I have always been the type of person that never looked for the most hansom man to be with. When I was young and in school.. I felt like I went through an ackward stage while growing up. And during that time all of the girls would treat me really bad.. and guys also.
Sure.. I did not have much going for me back then... but I knew that some where deep inside of me I was going to be different.
The people at school would snicker when I would have a boyfriend that they did not approve of... and try to compair me to him as if it was some sort of scocial climbing that we were participating in. They did not find him attractive... he was cute in his own way but a little nerdy.

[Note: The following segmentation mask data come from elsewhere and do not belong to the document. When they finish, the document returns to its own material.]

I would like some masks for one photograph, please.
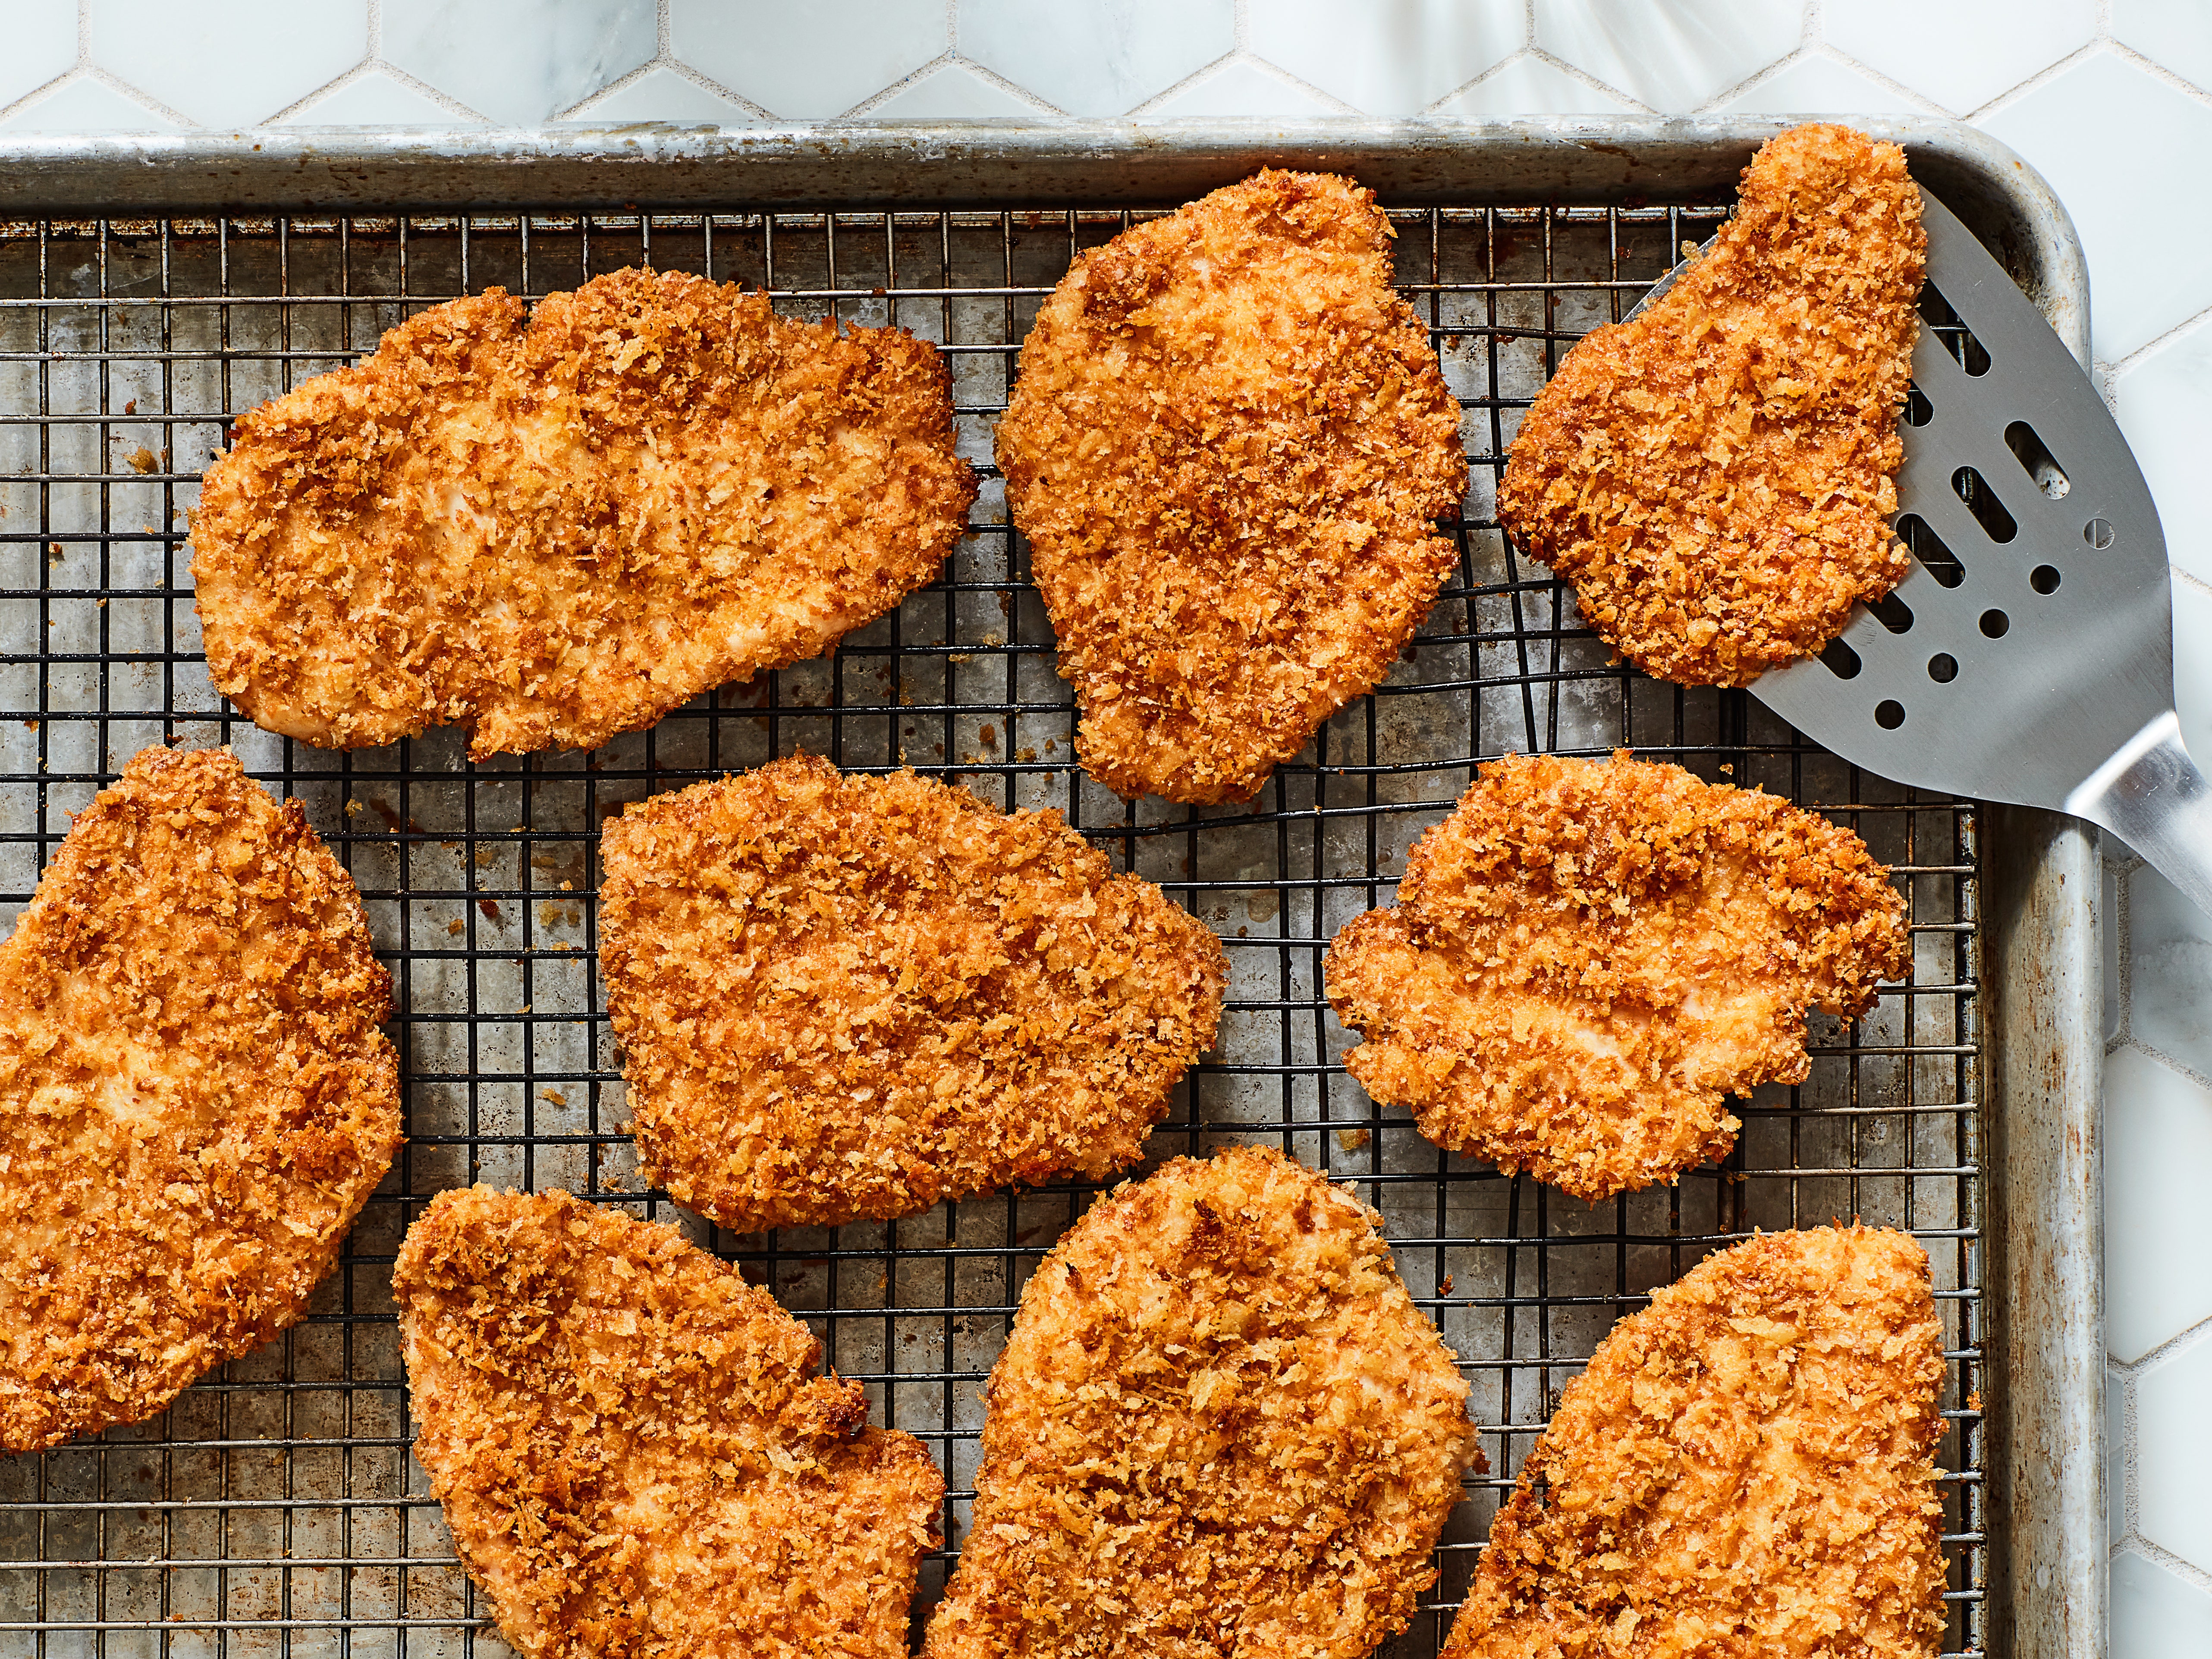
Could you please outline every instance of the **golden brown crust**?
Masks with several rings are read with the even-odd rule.
[[[492,289],[238,422],[192,521],[208,672],[338,748],[475,722],[590,747],[819,654],[936,574],[975,500],[903,329],[620,270]]]
[[[1712,251],[1567,354],[1498,516],[1647,674],[1747,685],[1897,586],[1897,417],[1927,256],[1905,152],[1798,127]]]
[[[1349,179],[1256,173],[1081,256],[1023,343],[999,465],[1121,794],[1251,795],[1452,568],[1459,407],[1390,234]]]
[[[1942,1333],[1905,1233],[1767,1233],[1616,1325],[1445,1659],[1932,1659]]]
[[[1679,766],[1509,756],[1330,941],[1345,1066],[1438,1146],[1577,1198],[1726,1153],[1723,1097],[1802,1081],[1805,1007],[1853,1016],[1906,960],[1850,830]]]
[[[1480,1466],[1382,1218],[1279,1152],[1177,1158],[1039,1264],[925,1659],[1357,1659]]]
[[[768,1292],[566,1193],[441,1193],[392,1273],[415,1455],[524,1659],[890,1659],[945,1482]]]
[[[1134,1163],[1221,945],[1057,812],[811,756],[632,806],[600,954],[638,1150],[740,1230]]]
[[[228,750],[77,815],[0,945],[0,1446],[142,1421],[307,1311],[399,1146],[391,989]]]

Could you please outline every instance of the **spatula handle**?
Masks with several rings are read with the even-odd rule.
[[[2212,915],[2212,782],[2182,746],[2172,710],[2091,774],[2066,810],[2111,830]]]

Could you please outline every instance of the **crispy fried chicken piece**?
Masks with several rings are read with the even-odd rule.
[[[1735,1144],[1723,1097],[1802,1081],[1805,1008],[1903,973],[1905,904],[1850,830],[1678,766],[1509,756],[1330,942],[1346,1069],[1453,1152],[1595,1200]]]
[[[924,1659],[1357,1659],[1480,1467],[1382,1218],[1279,1152],[1176,1158],[1039,1264]]]
[[[1747,685],[1904,579],[1926,254],[1902,149],[1796,128],[1744,169],[1712,251],[1538,394],[1498,519],[1645,673]]]
[[[0,1446],[140,1422],[307,1311],[399,1146],[391,989],[228,750],[77,815],[0,945]]]
[[[1452,568],[1459,407],[1390,237],[1349,179],[1260,173],[1082,255],[1023,343],[999,465],[1122,795],[1253,794]]]
[[[903,329],[620,270],[435,307],[242,416],[192,521],[216,689],[335,748],[588,748],[929,580],[975,477]]]
[[[441,1193],[392,1273],[415,1455],[524,1659],[890,1659],[945,1482],[674,1227]]]
[[[637,1145],[739,1230],[1134,1163],[1228,963],[1057,812],[811,756],[632,806],[599,960]]]
[[[1445,1659],[1933,1659],[1942,1333],[1905,1233],[1766,1233],[1616,1325]]]

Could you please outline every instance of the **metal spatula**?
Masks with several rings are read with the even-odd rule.
[[[1921,203],[1926,325],[1897,480],[1911,574],[1751,690],[1870,772],[2101,825],[2212,911],[2212,786],[2174,718],[2158,508],[2043,313]]]

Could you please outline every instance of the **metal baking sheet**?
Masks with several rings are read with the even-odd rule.
[[[957,1557],[983,1378],[1027,1273],[1094,1189],[714,1232],[641,1190],[594,966],[605,816],[802,748],[1056,806],[1224,939],[1221,1040],[1153,1161],[1256,1139],[1351,1182],[1461,1358],[1492,1466],[1470,1477],[1441,1580],[1390,1653],[1435,1652],[1522,1456],[1620,1314],[1753,1227],[1854,1216],[1911,1229],[1935,1264],[1948,1647],[2079,1653],[2088,1631],[2100,1644],[2101,1551],[2083,1541],[2102,1535],[2101,1413],[2084,1392],[2101,1346],[2086,842],[1860,773],[1743,693],[1609,663],[1491,516],[1529,398],[1576,338],[1710,234],[1771,130],[985,124],[19,149],[0,220],[0,912],[12,920],[68,813],[137,749],[231,744],[301,799],[361,885],[393,972],[410,1139],[297,1328],[149,1423],[0,1460],[0,1650],[504,1652],[408,1455],[389,1288],[407,1223],[472,1180],[678,1219],[808,1320],[877,1420],[920,1435],[952,1488],[919,1629]],[[2078,343],[2078,252],[2033,175],[1962,129],[1884,130]],[[1465,410],[1462,562],[1390,680],[1257,799],[1127,804],[1074,768],[1070,696],[989,468],[992,422],[1074,252],[1262,161],[1383,192],[1398,281]],[[942,580],[833,657],[589,754],[471,765],[444,732],[341,755],[235,716],[208,683],[186,545],[228,420],[424,306],[639,262],[943,347],[962,452],[988,482]],[[1908,894],[1913,965],[1865,1018],[1816,1017],[1811,1078],[1761,1091],[1723,1164],[1591,1206],[1445,1156],[1377,1109],[1337,1064],[1350,1039],[1320,963],[1338,927],[1388,902],[1473,761],[1616,745],[1857,830]]]

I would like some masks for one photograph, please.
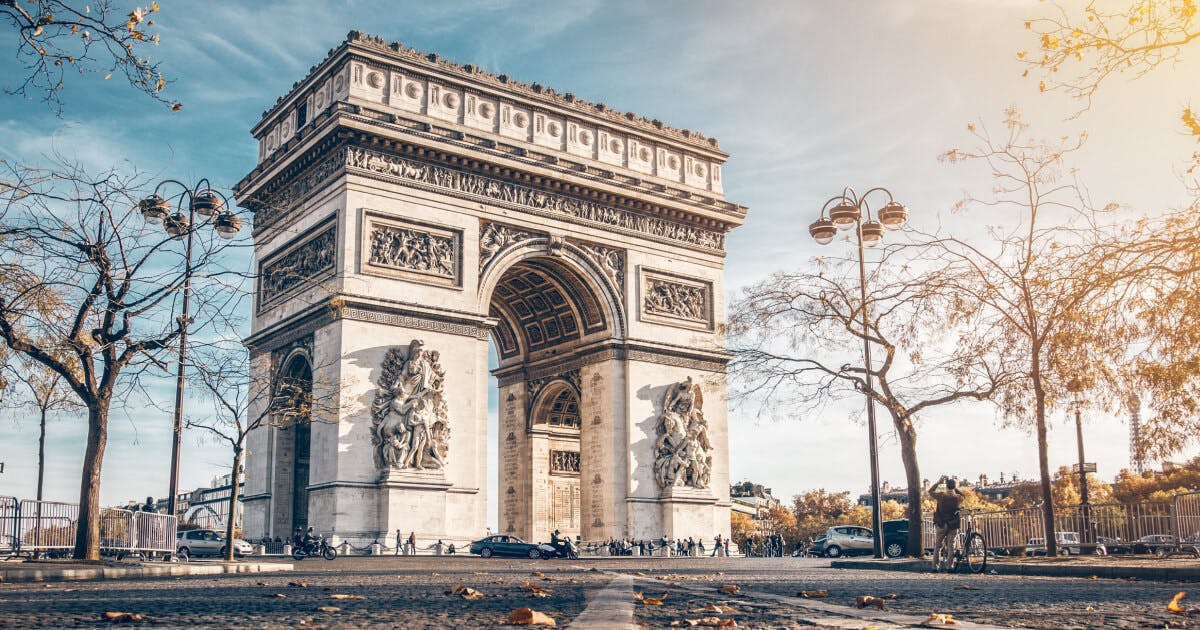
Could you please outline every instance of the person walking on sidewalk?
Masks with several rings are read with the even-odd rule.
[[[417,533],[416,532],[408,533],[408,555],[410,555],[410,556],[417,555]]]
[[[946,489],[939,490],[943,484]],[[963,493],[956,481],[942,475],[929,488],[929,496],[937,501],[937,509],[933,511],[933,528],[937,532],[933,539],[933,570],[937,572],[950,566],[950,556],[954,554],[954,537],[961,526],[958,508],[962,505]]]
[[[396,528],[396,555],[400,555],[404,551],[404,534],[400,533],[400,528]]]

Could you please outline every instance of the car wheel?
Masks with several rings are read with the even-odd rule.
[[[179,558],[180,562],[187,562],[191,560],[192,554],[187,547],[180,547],[179,551],[175,552],[175,557]]]
[[[479,556],[482,558],[491,558],[492,557],[492,548],[484,547],[483,549],[480,549]]]
[[[842,556],[842,548],[841,547],[838,547],[837,545],[833,545],[833,546],[825,548],[825,557],[826,558],[840,558],[841,556]]]
[[[899,558],[904,555],[904,545],[896,542],[890,543],[887,546],[886,552],[889,558]]]
[[[529,559],[530,560],[537,560],[538,558],[541,558],[541,557],[542,557],[542,552],[538,551],[537,547],[534,547],[533,549],[529,550]]]
[[[1064,556],[1069,556],[1069,555],[1071,555],[1071,548],[1070,548],[1070,547],[1063,547],[1062,549],[1059,549],[1059,551],[1061,551],[1061,552],[1062,552],[1062,555],[1064,555]]]
[[[225,548],[221,547],[221,550],[217,552],[217,555],[220,556],[222,560],[224,560],[225,559]]]

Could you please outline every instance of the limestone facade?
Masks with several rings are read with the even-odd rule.
[[[715,140],[357,32],[253,134],[247,343],[318,403],[249,437],[247,536],[728,536],[723,247],[746,209]],[[689,379],[703,414],[676,434],[703,421],[706,483],[663,487],[656,459],[696,451],[659,443]]]

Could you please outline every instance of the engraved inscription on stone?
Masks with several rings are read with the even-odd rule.
[[[704,395],[692,377],[663,394],[654,442],[654,480],[660,488],[707,488],[712,476],[713,445],[704,419]]]
[[[337,260],[336,244],[337,229],[330,224],[316,236],[285,247],[282,255],[265,262],[259,271],[259,308],[331,271]]]
[[[550,472],[579,474],[579,451],[550,451]]]
[[[458,286],[462,233],[438,226],[363,214],[363,271]]]
[[[665,324],[711,328],[712,284],[643,270],[642,315]]]

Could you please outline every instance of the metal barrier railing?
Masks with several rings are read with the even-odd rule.
[[[976,531],[991,549],[1016,550],[1032,539],[1040,539],[1042,544],[1046,540],[1041,508],[975,512],[973,516]],[[930,549],[935,535],[933,518],[926,516],[923,522],[924,547]],[[1132,551],[1134,541],[1150,535],[1193,537],[1200,542],[1200,492],[1176,495],[1171,501],[1056,507],[1054,531],[1078,534],[1082,544],[1103,540],[1122,551]]]
[[[20,546],[17,528],[21,502],[16,497],[0,497],[0,552],[12,552]]]
[[[0,497],[0,550],[37,554],[75,546],[79,506]],[[100,551],[105,554],[174,553],[177,519],[155,512],[103,508]]]

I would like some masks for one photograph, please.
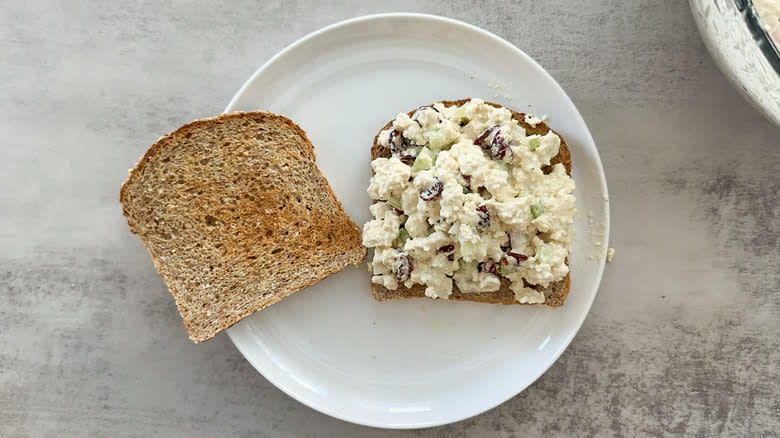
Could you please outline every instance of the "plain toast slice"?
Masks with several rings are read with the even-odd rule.
[[[122,211],[195,342],[365,257],[361,233],[291,120],[197,120],[157,141]]]

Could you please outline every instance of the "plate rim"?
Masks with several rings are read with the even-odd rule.
[[[295,40],[293,43],[289,44],[279,52],[277,52],[275,55],[273,55],[270,59],[268,59],[265,63],[263,63],[245,82],[244,84],[238,89],[238,91],[235,93],[233,98],[231,98],[228,105],[225,107],[224,112],[231,112],[236,111],[234,108],[237,104],[237,102],[243,97],[243,95],[246,93],[246,91],[254,84],[254,82],[264,74],[264,72],[269,69],[271,66],[273,66],[279,59],[286,56],[288,53],[296,50],[298,47],[308,43],[309,41],[316,39],[320,37],[321,35],[324,35],[329,32],[333,32],[336,30],[339,30],[341,28],[349,27],[357,23],[362,23],[366,21],[373,21],[373,20],[387,20],[387,19],[418,19],[418,20],[431,20],[436,21],[440,24],[446,24],[450,26],[457,26],[457,27],[465,27],[469,29],[470,31],[477,32],[482,34],[483,36],[487,37],[488,39],[492,40],[494,43],[504,46],[505,48],[511,50],[514,52],[517,56],[523,58],[526,60],[532,68],[537,70],[542,75],[546,76],[547,79],[549,79],[550,83],[553,84],[554,87],[557,88],[557,91],[560,92],[568,101],[568,103],[571,105],[571,107],[574,109],[574,113],[576,116],[575,120],[578,124],[580,124],[583,128],[583,134],[584,139],[590,144],[593,145],[593,153],[596,158],[596,164],[597,164],[597,170],[598,170],[598,179],[600,183],[600,190],[602,193],[607,196],[608,199],[608,188],[607,188],[607,180],[606,175],[604,172],[604,166],[601,161],[601,156],[599,154],[598,148],[596,147],[596,142],[593,139],[593,135],[590,132],[590,129],[588,128],[587,124],[585,123],[585,120],[582,117],[582,114],[580,114],[579,109],[574,104],[574,102],[571,100],[571,97],[569,97],[568,93],[561,87],[561,85],[550,75],[547,70],[545,70],[536,60],[534,60],[531,56],[523,52],[520,48],[515,46],[514,44],[510,43],[509,41],[501,38],[500,36],[483,29],[481,27],[475,26],[473,24],[456,20],[453,18],[443,17],[440,15],[433,15],[433,14],[425,14],[425,13],[414,13],[414,12],[387,12],[387,13],[378,13],[378,14],[368,14],[368,15],[361,15],[349,19],[345,19],[342,21],[338,21],[336,23],[324,26],[322,28],[319,28],[318,30],[315,30],[307,35],[304,35],[303,37]],[[610,236],[610,203],[605,199],[604,203],[604,235],[603,235],[603,244],[608,246],[609,244],[609,236]],[[472,418],[474,416],[480,415],[482,413],[485,413],[491,409],[496,408],[497,406],[500,406],[501,404],[505,403],[507,400],[517,396],[521,392],[525,391],[529,386],[531,386],[534,382],[536,382],[544,373],[546,373],[550,367],[555,364],[555,362],[558,361],[561,354],[563,354],[566,349],[568,349],[569,345],[571,344],[574,337],[579,333],[580,329],[582,328],[582,324],[585,321],[585,318],[587,318],[588,314],[590,313],[590,309],[593,305],[593,302],[596,299],[596,295],[598,294],[598,290],[601,286],[601,280],[603,277],[604,269],[605,269],[606,261],[603,258],[600,258],[598,265],[596,267],[596,282],[595,282],[595,291],[593,292],[590,300],[586,303],[586,306],[583,308],[583,311],[581,312],[579,318],[579,321],[576,322],[576,329],[571,330],[569,333],[566,334],[565,339],[563,339],[563,342],[561,343],[561,347],[558,349],[558,351],[553,352],[551,355],[551,359],[549,363],[546,363],[543,367],[539,367],[539,370],[535,373],[534,376],[532,376],[531,379],[528,380],[528,383],[517,389],[515,391],[512,389],[511,391],[508,391],[508,393],[504,397],[497,398],[494,402],[488,403],[485,406],[478,407],[473,413],[466,415],[466,416],[458,416],[458,417],[451,417],[447,419],[434,419],[430,421],[425,422],[418,422],[414,424],[399,424],[399,423],[391,423],[391,422],[377,422],[377,421],[366,421],[364,419],[360,418],[353,418],[350,417],[342,412],[339,412],[336,409],[328,409],[327,406],[320,406],[315,405],[315,403],[300,394],[297,394],[295,391],[293,391],[291,388],[289,388],[287,385],[285,385],[283,382],[278,381],[277,379],[273,377],[268,377],[263,371],[258,367],[258,364],[255,363],[253,359],[250,358],[250,355],[245,351],[243,345],[241,342],[239,342],[238,337],[239,334],[237,333],[238,330],[240,330],[240,327],[243,326],[243,322],[246,320],[240,321],[233,327],[226,330],[228,337],[230,338],[233,345],[235,345],[236,349],[241,353],[242,356],[244,356],[244,359],[246,359],[254,368],[257,370],[258,373],[260,373],[264,378],[266,378],[271,384],[273,384],[276,388],[280,389],[282,392],[287,394],[288,396],[292,397],[299,403],[315,410],[318,412],[321,412],[323,414],[326,414],[328,416],[331,416],[333,418],[337,418],[342,421],[346,421],[353,424],[359,424],[363,426],[370,426],[370,427],[376,427],[376,428],[385,428],[385,429],[419,429],[419,428],[426,428],[426,427],[435,427],[435,426],[441,426],[446,424],[451,424],[457,421],[463,421],[468,418]]]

When I graduated high school I was told that I was pretty.... but I still took it hard on myself and thought.."that person was just being nice when they said that". There would be times I could look in the mirror and see a pretty girl looking back at me... and then there would be other days when I would look at myself and think I was the ugliest person on the face of the earth and did not diserve to even be here.
I always wanted to be married with children.
I met my husband when I went out with a girlfriend at a club. Still that cute guy but still a little on the nerdy side. He has always told me that he things I am beautiful.. even when I don't look my best and feel my best. I use to tell him to be quiet and not talk to me that way but now I am trying to except it more from him... that is his way of telling me he loves me for who I am. Yes some days I may wake up and feel completely aweful about myself think I am not pretty enough to live this life... and other days I wake up and I think... "damn I am cute.." the point is... I have found love and cutting myself down not only hurts me.... but hurts my husbands feelings also... because he thinks of me as beautiful...even after 13 years of marriage.
I am trying daily to repair my thoughts about myself... when I see something I don't like about myself I try to find other things I like about myself and they are not always looks... because my beauty is more then skin deep.. I love and care for others and I dedicate myself to be a good person to all... even to thoughs that try to hurt me... I have been that way for 34 years and I will try to continue for the rest of my days on this earth... however long that may be..
Oh, Please remember this... High School is just a distant memory when you become an adult. Those people that make you feel bad today will not matter to you in the future... You make your life great.. it starts by trying to work on your inner self first.
My grandma once told me "True beauty is found on the inside."